La experiencia. La figura del ministro de la Presidencia como encargado de las relaciones con la Asamblea Legislativa y, más allá de esta, con el entorno o la comunidad política (partidos y líderes políticos) ha tendido a marcar el ejercicio del gobierno cada vez con mayor frecuencia.
Uno podría decir, en este sentido, que la actividad desplegada por el ministro de la Presidencia marca el punto de menor intensidad de una noción angular del régimen presidencialista: la noción de independencia de los poderes del Estado.
Por ello, no es raro que ahora se entienda que un requisito (que el derecho no exige) para ocupar el cargo sea contar con experiencia legislativa, o al menos con acuñada experiencia política.
Dado el hecho, entre otros, de que en la composición de la Asamblea, de un tiempo a esta parte y señaladamente en nuestros días, hay cada vez más partidos minoritarios, que están muy por debajo de alcanzar en solitario la mayoría absoluta o están internamente divididos, los procesos políticos se dificultan de manera que el cargo de ministro de la Presidencia suele ser efímero y su ejercicio especialmente complejo. A esto se suma el decaimiento generalizado del liderazgo en los partidos.

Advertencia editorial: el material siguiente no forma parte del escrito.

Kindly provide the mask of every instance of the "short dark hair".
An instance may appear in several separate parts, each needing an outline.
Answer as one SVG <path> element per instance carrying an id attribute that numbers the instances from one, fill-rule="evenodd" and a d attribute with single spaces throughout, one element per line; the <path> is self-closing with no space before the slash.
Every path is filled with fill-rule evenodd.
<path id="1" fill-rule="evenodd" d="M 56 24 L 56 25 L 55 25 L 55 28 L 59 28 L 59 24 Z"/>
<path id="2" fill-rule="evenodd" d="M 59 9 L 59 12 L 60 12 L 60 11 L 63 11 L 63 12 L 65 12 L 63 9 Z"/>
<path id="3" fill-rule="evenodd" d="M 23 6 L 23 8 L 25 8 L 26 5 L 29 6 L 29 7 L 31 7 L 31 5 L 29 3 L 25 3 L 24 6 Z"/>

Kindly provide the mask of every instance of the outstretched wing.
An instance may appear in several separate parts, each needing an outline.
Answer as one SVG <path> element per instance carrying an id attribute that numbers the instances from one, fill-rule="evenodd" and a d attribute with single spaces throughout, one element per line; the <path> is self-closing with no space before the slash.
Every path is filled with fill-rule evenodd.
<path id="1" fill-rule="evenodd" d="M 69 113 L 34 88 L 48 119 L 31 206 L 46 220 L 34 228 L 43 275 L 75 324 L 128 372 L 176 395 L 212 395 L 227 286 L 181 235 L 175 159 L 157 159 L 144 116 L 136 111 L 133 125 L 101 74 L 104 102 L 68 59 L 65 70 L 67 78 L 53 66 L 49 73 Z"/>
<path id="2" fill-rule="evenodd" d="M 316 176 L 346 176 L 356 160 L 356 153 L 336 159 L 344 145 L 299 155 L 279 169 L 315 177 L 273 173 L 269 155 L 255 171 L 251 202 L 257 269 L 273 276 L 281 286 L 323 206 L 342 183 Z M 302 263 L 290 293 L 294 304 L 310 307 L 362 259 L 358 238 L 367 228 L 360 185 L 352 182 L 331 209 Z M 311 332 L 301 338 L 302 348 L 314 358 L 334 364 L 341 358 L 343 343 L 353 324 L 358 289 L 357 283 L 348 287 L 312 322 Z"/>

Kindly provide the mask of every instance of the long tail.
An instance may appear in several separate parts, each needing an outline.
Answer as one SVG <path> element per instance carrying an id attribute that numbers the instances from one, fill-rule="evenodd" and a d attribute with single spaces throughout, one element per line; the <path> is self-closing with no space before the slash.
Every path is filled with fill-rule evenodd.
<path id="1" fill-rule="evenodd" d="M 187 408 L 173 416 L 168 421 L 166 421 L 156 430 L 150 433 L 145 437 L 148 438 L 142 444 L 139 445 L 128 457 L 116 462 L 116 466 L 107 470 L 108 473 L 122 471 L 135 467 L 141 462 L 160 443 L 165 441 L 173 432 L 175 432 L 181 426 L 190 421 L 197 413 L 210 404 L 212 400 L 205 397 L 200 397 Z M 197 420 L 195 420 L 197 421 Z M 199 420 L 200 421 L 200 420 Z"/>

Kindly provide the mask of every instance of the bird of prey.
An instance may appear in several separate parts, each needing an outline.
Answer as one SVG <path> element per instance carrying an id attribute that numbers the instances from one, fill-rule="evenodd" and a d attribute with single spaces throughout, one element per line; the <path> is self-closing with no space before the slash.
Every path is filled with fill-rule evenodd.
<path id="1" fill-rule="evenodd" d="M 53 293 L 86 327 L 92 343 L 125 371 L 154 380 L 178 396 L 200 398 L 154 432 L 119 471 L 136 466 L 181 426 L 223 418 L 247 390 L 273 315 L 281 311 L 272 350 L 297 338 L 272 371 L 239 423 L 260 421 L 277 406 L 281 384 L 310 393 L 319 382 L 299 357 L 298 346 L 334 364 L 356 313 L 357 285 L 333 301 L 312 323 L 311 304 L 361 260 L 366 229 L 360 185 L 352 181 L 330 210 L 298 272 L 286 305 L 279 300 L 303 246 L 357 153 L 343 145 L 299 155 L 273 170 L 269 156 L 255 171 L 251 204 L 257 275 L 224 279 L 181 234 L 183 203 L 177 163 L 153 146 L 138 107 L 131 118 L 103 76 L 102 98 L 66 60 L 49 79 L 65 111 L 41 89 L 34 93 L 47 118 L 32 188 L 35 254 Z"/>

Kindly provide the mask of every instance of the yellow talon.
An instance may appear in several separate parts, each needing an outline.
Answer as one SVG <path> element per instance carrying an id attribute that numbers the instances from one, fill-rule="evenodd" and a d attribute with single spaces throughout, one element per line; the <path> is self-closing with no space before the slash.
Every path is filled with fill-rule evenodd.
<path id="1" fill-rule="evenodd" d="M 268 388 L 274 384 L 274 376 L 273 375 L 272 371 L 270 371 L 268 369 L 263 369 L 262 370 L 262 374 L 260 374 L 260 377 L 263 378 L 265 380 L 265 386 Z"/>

Si uno contrasta las expectativas que Luis Guillermo Solís transmitía hace un año sobre la conformación de su equipo de gobierno y el estilo que quería imprimirle, los números no salen. El entorno presidencial más cercano no muestra destreza política, hay demasiados episodios de confusión e ineptitud.
La Casa Presidencial, adicta a los adagios, parece no haberse dado cuenta de que el frío no está en las cobijas. Pero mayo está a la vuelta de la esquina y es buen momento para recapacitar, abandonar el amiguismo, los consejeros de látigo en ristre y cambiar.
El autor es diputado del Partido Liberación Nacional (PLN).